Finding Dory (2016) – movie review

finding dory

Finding Nemo 2 (or Finding Dory as they insist on making me call it) is about Dory, the same forgetful fish from Finding Nemo which was released 13 years ago. Now I feel old.

Finding Dory follows Dory as she searches for her parents in a Marine Life Institute (above ground) after remembering that they’re the reason she’s alone in the ocean.

I was quite fearing that Finding Dory would become another victim to sequel-itis (sequel-itis: a movie sequel whose story is a complete re-hash of it’s predecessor but produced with lesser quality) but thankfully it isn’t.

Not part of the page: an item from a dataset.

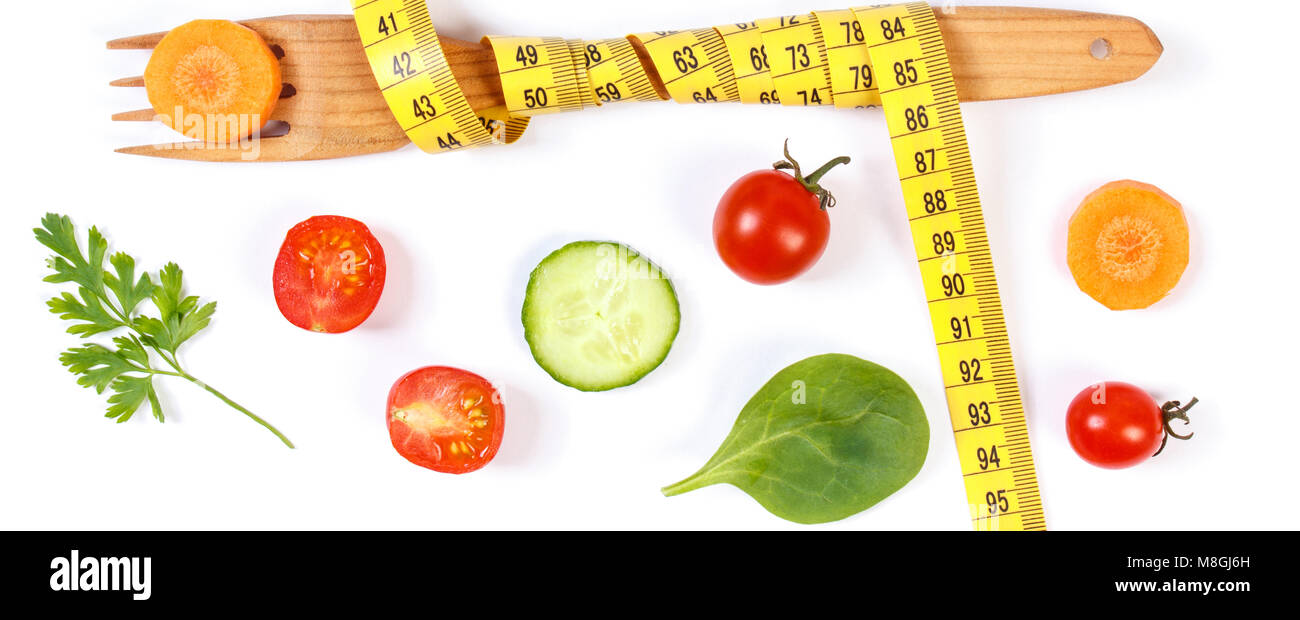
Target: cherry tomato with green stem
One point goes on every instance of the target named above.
(772, 226)
(1118, 425)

Finding Dory doesn’t re-produce the story from Finding Nemo as much as it produces an entirely new concept. Finding Dory shouldn’t even be called Finding Dory, it should be called Dory Finding because it really is more about her journey with a whole new set of characters and circumstances.

With a new journey, Dory’s journey, comes more room for emotional development, which this movie attempts to use as much as possible. The film ties Dory’s backstory into the beginning of Finding Nemo and I thought that was cool but not incredible. It was like the end of the final Hobbit movie which attempts to tie into the first Lord of the Rings, sure it was fun but was that planned from the beginning? I don’t think so. I think they wrote the tie-in with hopes that it would cause instant nostalgia.

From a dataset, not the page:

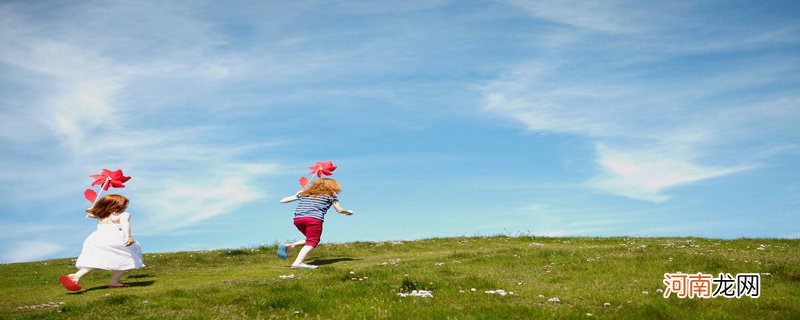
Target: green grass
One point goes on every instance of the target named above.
(360, 281)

I can understand how Finding Dory could be emotionally impactive for some other viewers but it wasn’t for me. In fact for me, Finding Dory was a lot lighter than Finding Nemo, so much lighter that I felt zero conflict.

However, having zero conflict is only a problem if a film fails to entertain any other way and Finding Dory entertained greatly. It had lots of humour, the story was enjoyable and the characters were fun. This film does throw back to some characters from the previous film but it mostly uses characters newly created.

Being set in the ocean, one can assume that Finding Dory will have a barrage of characters and there are. But one that stood out for me was Hank, the ill-tempered red octopus who is hoping to escape from the Marine Life Institute.

Hank was voiced by Ed O’Neill (A.K.A. Jay from Modern Family) and he is voiced brilliantly. I instantly recognised the voice but as the film progressed, I forgot that I knew the actor and I felt that I was listening to Hank.

As well as Ed O’Neill, the rest of the cast is great. Ellen Degeneres reprises her role as the titular blue tang fish and she returns with the same sense of forgetfulness in her voice that made the original film great. The same goes for every other voice actor who voices new and returning characters.

The animation is as clear and colourful as Finding Nemo, the voice acting is still as great and the story is entertaining and light as well as original.

I enjoyed Finding Dory very much and I certainly wouldn’t oppose to watching it again.